Legal fight stems from losses tied to USA Networks sale

Jean-Marie Messier casts a long shadow.

The former CEO’s disastrous tenure at Vivendi continues to plague the French conglom as a Manhattan federal court Monday awarded John Malone’s Liberty Media nearly $1 billion in damages in a 2003 breach of contract and fraud lawsuit.

A jury for the U.S. District Court for the Southern District of New York ruled that Liberty is entitled to €765 million (about $956 million) in damages for loses incurred after selling its USA Networks stake in exchange for 37.4 million Vivendi shares, a 3.6% interest, only to see the stock plummet in value.

Initially worth about €2.3 billion in 2001 ($2.9 billion at today’s exchange rate), the value of Liberty’s Vivendi stake fell to $1.4 billion by the time the transaction was completed in May 2002.

When Liberty sold its Vivendi stake in the fall of 2003 as part of General Electric’s acquisition of Universal, Liberty’s stake was valued at $832 million — hit by Messier’s pricey acquisitions.

Vivendi’s been sued numerous times in the U.S. and France over Messier’s questionable statements to investors about the conglom’s health during his spending spree.

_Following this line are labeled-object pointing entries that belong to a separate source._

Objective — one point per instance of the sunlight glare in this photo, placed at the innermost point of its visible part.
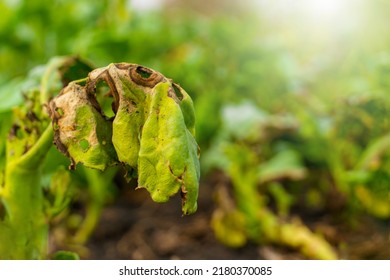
(326, 9)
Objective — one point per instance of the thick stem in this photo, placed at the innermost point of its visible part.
(25, 230)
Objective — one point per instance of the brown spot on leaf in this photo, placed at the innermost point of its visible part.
(144, 76)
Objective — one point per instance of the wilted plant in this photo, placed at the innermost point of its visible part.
(151, 134)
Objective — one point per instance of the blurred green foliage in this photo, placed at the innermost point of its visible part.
(292, 107)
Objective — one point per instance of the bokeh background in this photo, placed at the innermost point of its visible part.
(293, 121)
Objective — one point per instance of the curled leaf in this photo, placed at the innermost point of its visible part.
(152, 132)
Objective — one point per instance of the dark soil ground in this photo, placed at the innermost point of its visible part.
(134, 227)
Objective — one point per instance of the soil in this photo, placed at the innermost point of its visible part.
(136, 228)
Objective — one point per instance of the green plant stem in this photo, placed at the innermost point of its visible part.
(25, 230)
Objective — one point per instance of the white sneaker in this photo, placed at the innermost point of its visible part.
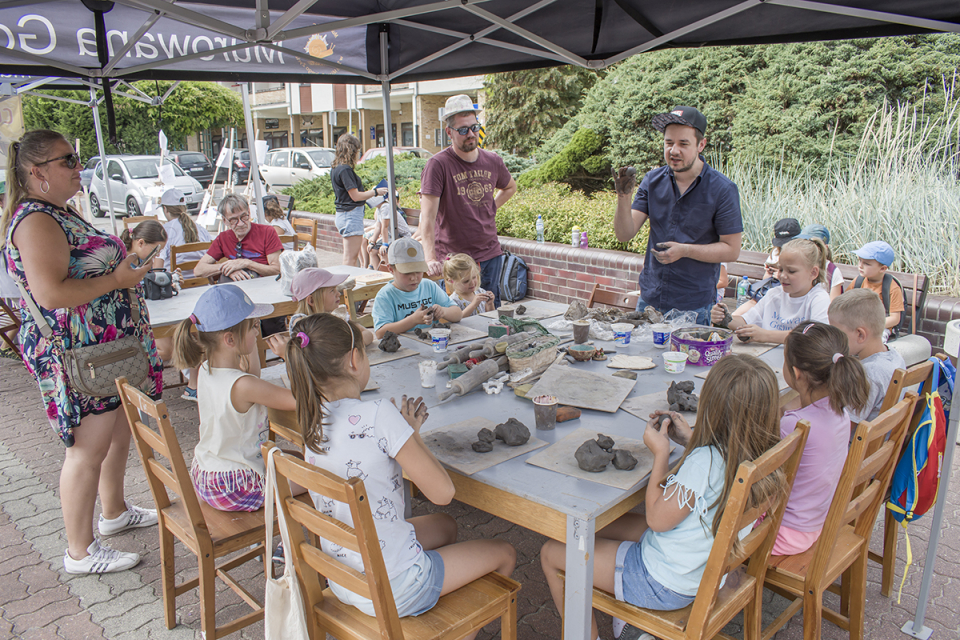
(133, 518)
(102, 559)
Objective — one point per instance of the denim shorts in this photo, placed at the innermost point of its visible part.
(633, 584)
(350, 223)
(415, 591)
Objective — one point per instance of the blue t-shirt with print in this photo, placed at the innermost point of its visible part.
(392, 305)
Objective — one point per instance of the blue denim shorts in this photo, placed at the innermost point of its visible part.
(350, 223)
(633, 584)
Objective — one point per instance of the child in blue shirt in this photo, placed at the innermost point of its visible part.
(410, 301)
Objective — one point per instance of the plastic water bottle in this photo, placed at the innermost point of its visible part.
(743, 290)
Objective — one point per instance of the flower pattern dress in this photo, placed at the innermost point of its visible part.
(93, 253)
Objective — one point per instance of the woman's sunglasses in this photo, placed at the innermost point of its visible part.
(71, 160)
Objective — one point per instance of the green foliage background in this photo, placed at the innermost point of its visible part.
(192, 107)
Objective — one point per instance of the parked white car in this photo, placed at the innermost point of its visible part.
(134, 180)
(288, 165)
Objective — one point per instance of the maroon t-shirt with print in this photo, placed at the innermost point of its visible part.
(466, 219)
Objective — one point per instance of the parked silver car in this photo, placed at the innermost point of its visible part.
(133, 180)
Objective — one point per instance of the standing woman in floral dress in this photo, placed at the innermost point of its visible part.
(79, 277)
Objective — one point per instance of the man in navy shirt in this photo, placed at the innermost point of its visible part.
(694, 214)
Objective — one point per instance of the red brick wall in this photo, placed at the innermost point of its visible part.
(562, 273)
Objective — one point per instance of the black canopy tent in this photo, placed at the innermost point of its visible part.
(369, 41)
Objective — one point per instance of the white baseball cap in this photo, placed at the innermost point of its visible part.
(173, 198)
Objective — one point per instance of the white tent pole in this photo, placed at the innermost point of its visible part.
(103, 158)
(252, 148)
(387, 128)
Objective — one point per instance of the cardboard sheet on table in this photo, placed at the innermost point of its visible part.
(582, 389)
(559, 457)
(781, 383)
(458, 333)
(452, 446)
(376, 356)
(277, 374)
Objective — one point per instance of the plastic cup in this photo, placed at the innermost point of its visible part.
(661, 335)
(428, 374)
(621, 333)
(674, 361)
(545, 412)
(581, 331)
(440, 338)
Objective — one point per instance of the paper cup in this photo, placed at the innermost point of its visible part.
(674, 361)
(440, 338)
(428, 374)
(545, 412)
(621, 333)
(661, 335)
(581, 331)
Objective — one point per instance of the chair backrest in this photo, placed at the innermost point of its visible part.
(727, 554)
(306, 229)
(163, 441)
(311, 562)
(612, 299)
(864, 481)
(188, 265)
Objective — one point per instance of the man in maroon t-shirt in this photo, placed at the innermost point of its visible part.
(251, 249)
(458, 207)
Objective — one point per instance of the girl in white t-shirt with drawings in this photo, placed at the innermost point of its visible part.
(375, 441)
(796, 300)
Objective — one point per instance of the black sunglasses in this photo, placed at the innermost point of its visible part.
(463, 130)
(71, 160)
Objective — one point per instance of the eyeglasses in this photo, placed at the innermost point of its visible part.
(463, 130)
(71, 160)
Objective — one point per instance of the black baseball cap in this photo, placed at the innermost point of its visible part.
(688, 116)
(784, 231)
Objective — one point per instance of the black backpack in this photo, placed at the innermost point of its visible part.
(513, 278)
(903, 328)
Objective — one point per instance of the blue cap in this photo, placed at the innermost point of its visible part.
(815, 231)
(224, 306)
(877, 250)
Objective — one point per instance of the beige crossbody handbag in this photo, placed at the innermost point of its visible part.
(93, 369)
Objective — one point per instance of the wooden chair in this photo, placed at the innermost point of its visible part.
(902, 379)
(210, 534)
(310, 235)
(609, 298)
(188, 265)
(457, 614)
(9, 326)
(743, 565)
(841, 551)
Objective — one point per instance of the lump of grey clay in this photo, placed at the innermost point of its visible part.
(623, 460)
(590, 457)
(513, 432)
(390, 342)
(605, 442)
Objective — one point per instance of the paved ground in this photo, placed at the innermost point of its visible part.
(38, 600)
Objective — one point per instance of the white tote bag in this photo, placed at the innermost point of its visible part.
(284, 615)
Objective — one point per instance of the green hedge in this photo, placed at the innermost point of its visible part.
(563, 208)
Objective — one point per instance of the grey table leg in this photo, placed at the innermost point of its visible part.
(578, 590)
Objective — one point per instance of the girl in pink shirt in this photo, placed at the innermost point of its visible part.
(819, 367)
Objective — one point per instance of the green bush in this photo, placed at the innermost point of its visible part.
(563, 208)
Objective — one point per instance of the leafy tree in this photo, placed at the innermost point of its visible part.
(524, 108)
(192, 107)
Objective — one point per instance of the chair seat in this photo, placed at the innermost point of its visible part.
(482, 598)
(789, 572)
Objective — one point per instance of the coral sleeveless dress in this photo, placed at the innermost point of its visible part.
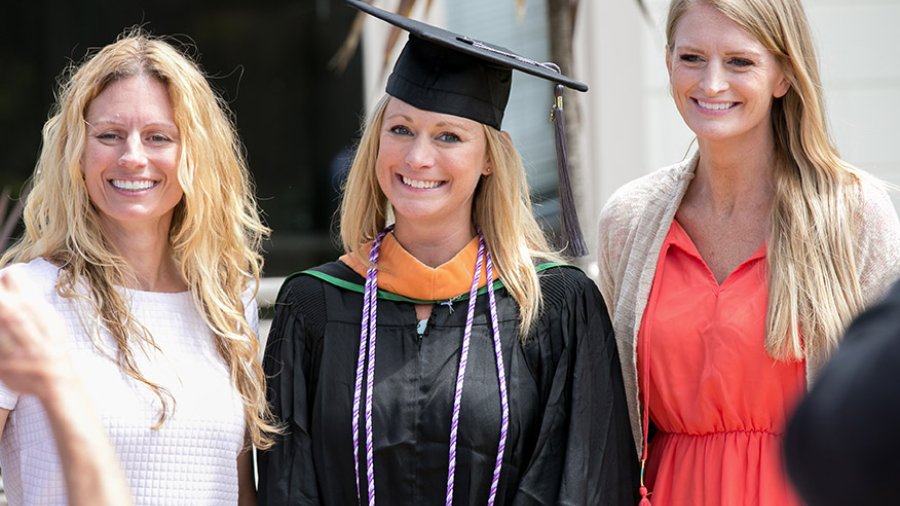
(718, 401)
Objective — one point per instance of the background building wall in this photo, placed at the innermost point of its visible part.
(633, 127)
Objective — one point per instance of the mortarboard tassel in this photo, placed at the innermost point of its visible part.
(575, 245)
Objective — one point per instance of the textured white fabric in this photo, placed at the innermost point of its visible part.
(192, 459)
(635, 221)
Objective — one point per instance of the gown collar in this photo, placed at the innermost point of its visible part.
(401, 273)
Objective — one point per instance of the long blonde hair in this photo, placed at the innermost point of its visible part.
(814, 288)
(216, 231)
(501, 208)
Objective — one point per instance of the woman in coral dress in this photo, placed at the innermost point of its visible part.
(731, 275)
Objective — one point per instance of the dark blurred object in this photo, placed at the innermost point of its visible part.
(9, 217)
(843, 443)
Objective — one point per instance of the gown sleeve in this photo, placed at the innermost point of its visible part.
(584, 453)
(287, 475)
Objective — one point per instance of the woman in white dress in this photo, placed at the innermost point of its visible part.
(143, 235)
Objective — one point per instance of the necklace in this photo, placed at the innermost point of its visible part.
(366, 363)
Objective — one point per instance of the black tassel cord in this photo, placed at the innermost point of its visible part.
(575, 245)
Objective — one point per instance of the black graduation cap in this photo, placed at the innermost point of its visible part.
(445, 72)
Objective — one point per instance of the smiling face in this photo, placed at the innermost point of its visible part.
(130, 160)
(723, 79)
(429, 165)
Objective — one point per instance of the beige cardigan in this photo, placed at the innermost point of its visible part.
(635, 221)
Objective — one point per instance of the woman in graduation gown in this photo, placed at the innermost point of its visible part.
(449, 358)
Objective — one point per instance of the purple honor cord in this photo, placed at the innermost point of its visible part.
(366, 360)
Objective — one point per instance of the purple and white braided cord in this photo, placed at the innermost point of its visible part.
(461, 373)
(367, 357)
(366, 360)
(501, 379)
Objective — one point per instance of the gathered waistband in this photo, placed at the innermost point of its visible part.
(722, 433)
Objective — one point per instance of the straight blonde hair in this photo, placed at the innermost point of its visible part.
(814, 289)
(216, 231)
(501, 208)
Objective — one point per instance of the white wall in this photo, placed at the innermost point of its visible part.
(630, 124)
(634, 127)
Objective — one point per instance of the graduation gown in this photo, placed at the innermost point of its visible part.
(569, 439)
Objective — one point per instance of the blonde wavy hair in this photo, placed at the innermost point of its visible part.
(501, 208)
(814, 288)
(216, 231)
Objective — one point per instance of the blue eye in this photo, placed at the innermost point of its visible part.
(158, 138)
(108, 136)
(449, 137)
(400, 130)
(741, 62)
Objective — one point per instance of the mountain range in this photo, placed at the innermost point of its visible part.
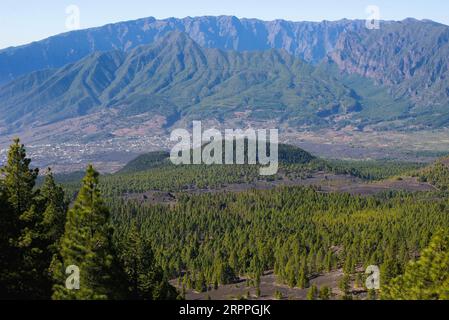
(293, 74)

Liberty said in a statement that it intends to seek pre-judgment interest on the jury award. It noted that the judgment wouldn’t be final until the court rules on any post-trial briefing.

“Although Liberty expects the defendants to ask the court to set aside the verdict during this process, Liberty is confident that the court will deny that request and that the jury’s decision will stand.”

Vivendi said in a statement from Paris Monday that it “strongly disagrees” with the lawsuit and “intends to pursue all available paths of action to overturn the verdict or reduce the damages award.”

Vivendi acquired Universal parent Seagram from the Bronfman family in 2000.

In a complex transaction over a decade ago, Vivendi acquired a controlling interest in USA Networks from Barry Diller and Liberty and merged it with Universal’s entertainment assets, putting Diller at the helm.

As Messier’s empire crumbled, Universal was sold to GE, creating NBCUniversal, which was acquired in 2011 by Comcast.